Чтобы прогнать эти мысли, он берет с подоконника книжку о Максе Эрнсте и листает ее, он не видел творений Эрнста в оригинале, репродукции не передают чуда, да и есть ли оно в этих картинах, разгадать невозможно. Искусство складывается из огромного (бесчисленного?) количества произведений, среди них есть хорошие, и плохие, и такие, которые оставляют тебя равнодушным. Почему-то этих последних подавляющее большинство. Все в них красиво, гармонично, однако никакого переживания не возникает. Зато хорошая картина восхищает с первого мгновения, ты зачарованно любуешься целым, затем подмечаешь нюансы, цветовую гамму, ты околдован единством микромира, заключенного в этой картине, а затем тебя охватывает печаль. Вероятно, каждый уважающий себя художник испытывает грусть, стоя перед хорошей картиной; и хотя он себе в этом не признается, где-то в подсознании его волей-неволей начинает грызть зависть, хорошая зависть: почему он может, а я не могу; весь его творческий путь внезапно кажется ему бесплодным, и вот тут, подобно вспышке, его осеняет: погодите, я вам еще покажу! И вот, в порыве творческого запала, он спешит в ателье, ему не терпится взять в руки кисть, в голове проносятся фантастические идеи… Глядя же на плохую картину, испытываешь приятное чувство превосходства, порой негодуешь, когда она вызывает у публики непонятное оживление, порой сочувствуешь, как сочувствуют больному, увечному человеку, которому невозможно помочь.
Примерно так Леопольд воспринимал искусство несколько лет тому назад, но однажды художник Хельдур Ванамыйза, у которого он гостил летом, посоветовал: «Знаешь, съезди-ка ты в Эрмитаж и отыщи там картину не только прекрасную, но и такую, в которой заключено чудо».
Эта фраза стала преследовать его, он понял, что чудо это нечто почти неуловимое, личное для каждого и в то же время общее для всех, нечто такое, что выделяет одну картину из сотен других, и это уже не картина, а чудо. Он не был в Эрмитаже, не был и в Музее имени Пушкина в Москве, его любовь к искусству была еще слишком незрелой, он не умел в ту пору относиться к живописи с той серьезностью, с какой должен относиться к ней художник.
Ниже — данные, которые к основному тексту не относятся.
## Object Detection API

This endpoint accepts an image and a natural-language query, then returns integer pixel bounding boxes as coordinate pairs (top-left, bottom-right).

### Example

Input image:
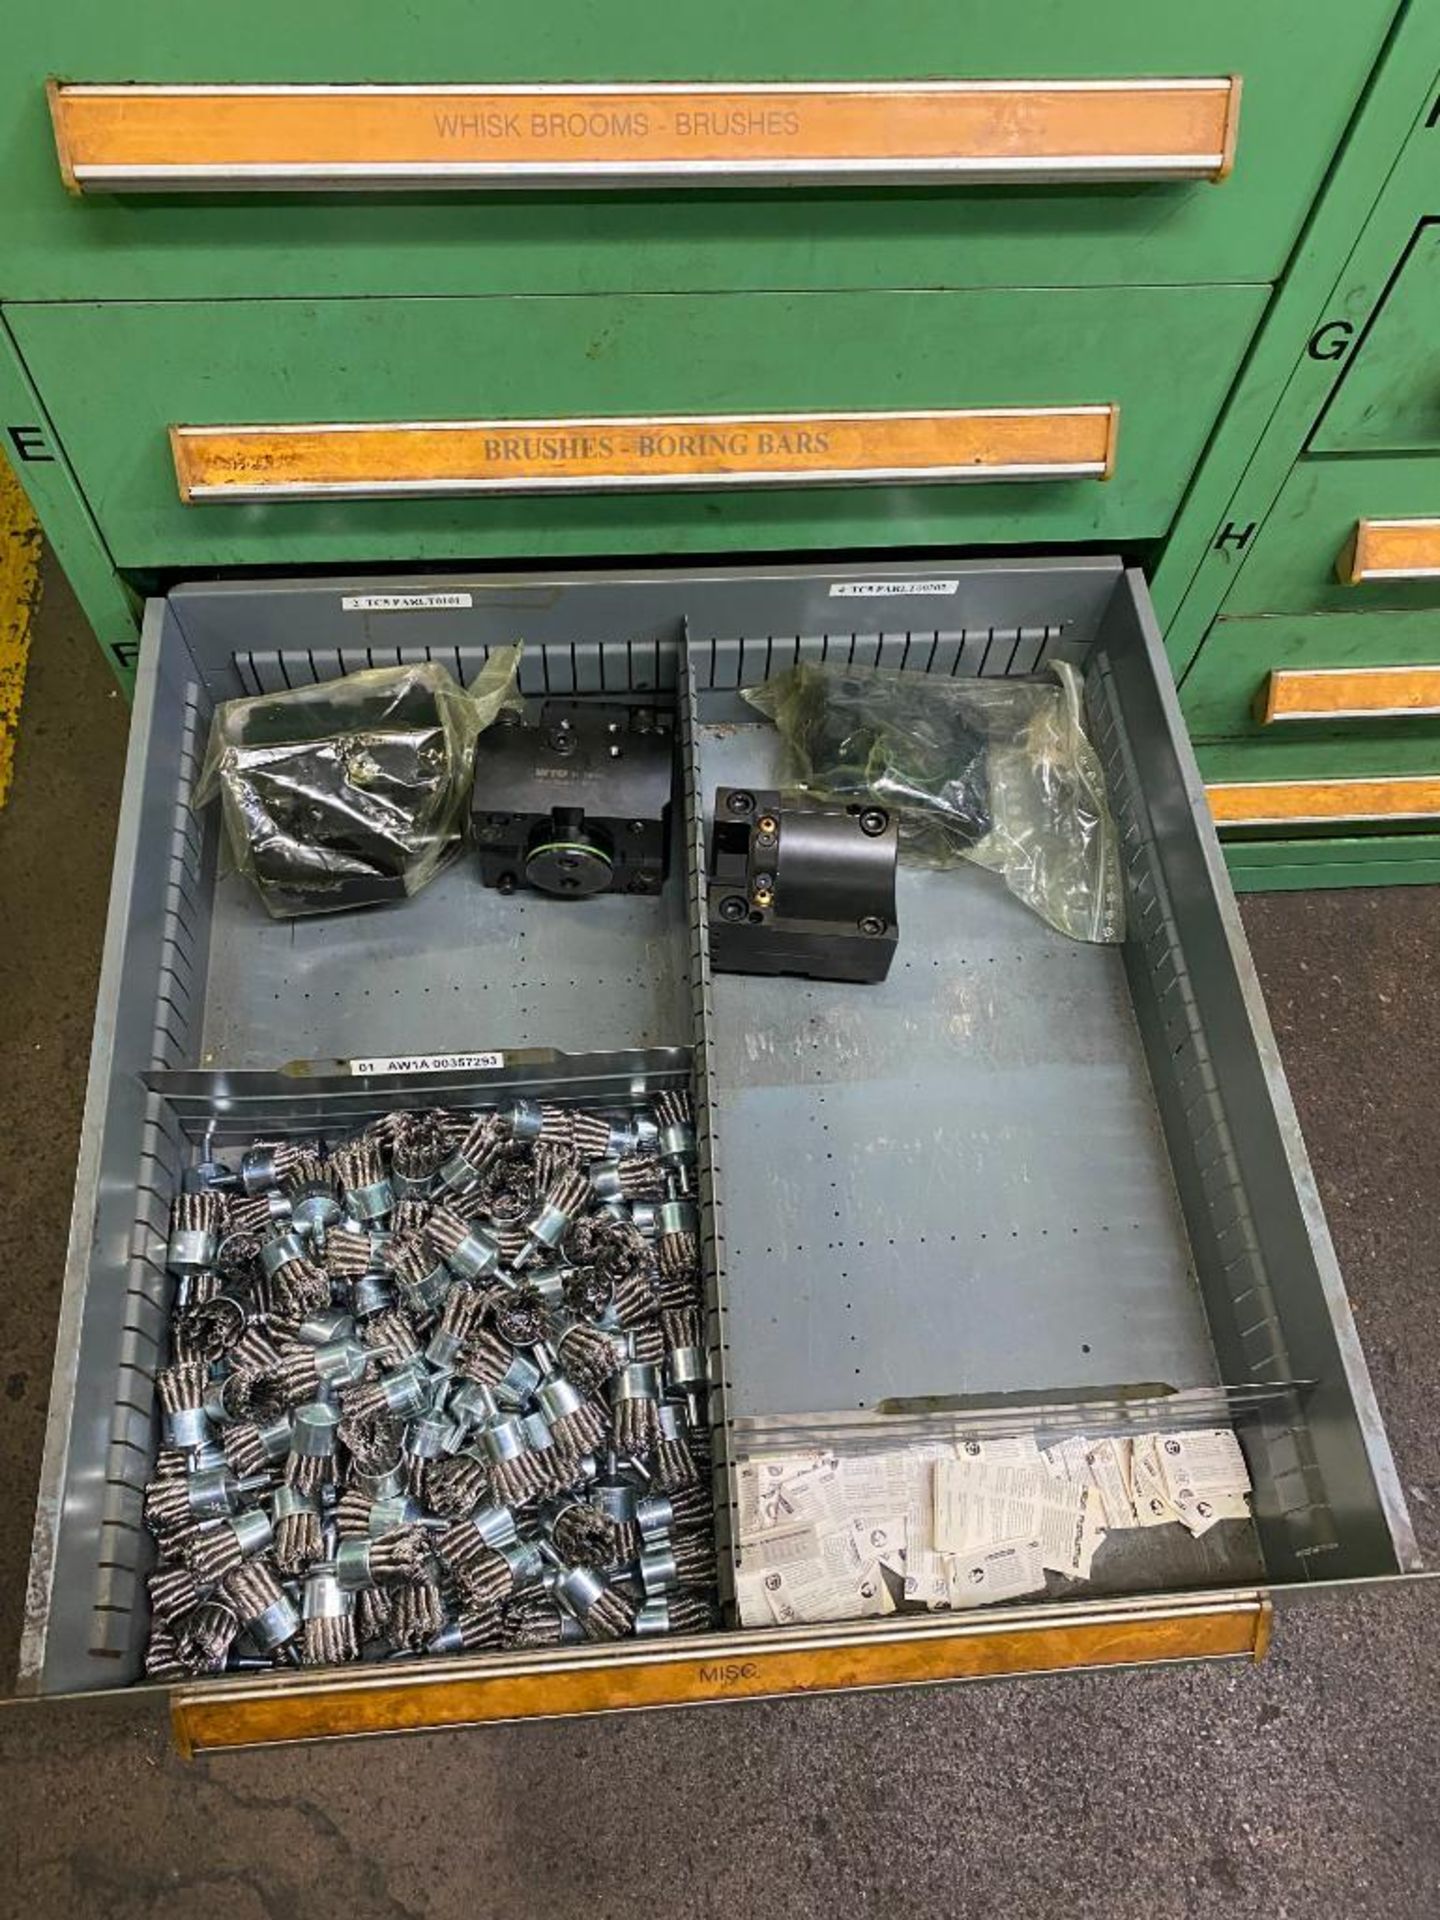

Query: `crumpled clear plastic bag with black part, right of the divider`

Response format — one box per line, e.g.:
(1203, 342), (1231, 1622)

(745, 660), (1125, 943)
Поначалу он ограничился изучением работ, экспонируемых на выставках в его городе. Он не знал, что наряду с этим существует и великая живопись. Хотя, пожалуй, было бы неправильно сказать «не знал», ведь он просмотрел целый ряд книг по искусству, выработал для себя систему «нравится — не нравится», определил своих любимцев и пришел к выводу, что есть большие мастера, творчество которых не представляет для него никакого интереса. Ведь тот, кто видит на почтовой открытке средиземноморский пейзаж, не может сказать, что побывал на Средиземноморье. Воздух, свет, ветер, звуки и, наконец, прикосновение рукой к воде — всего этого не было.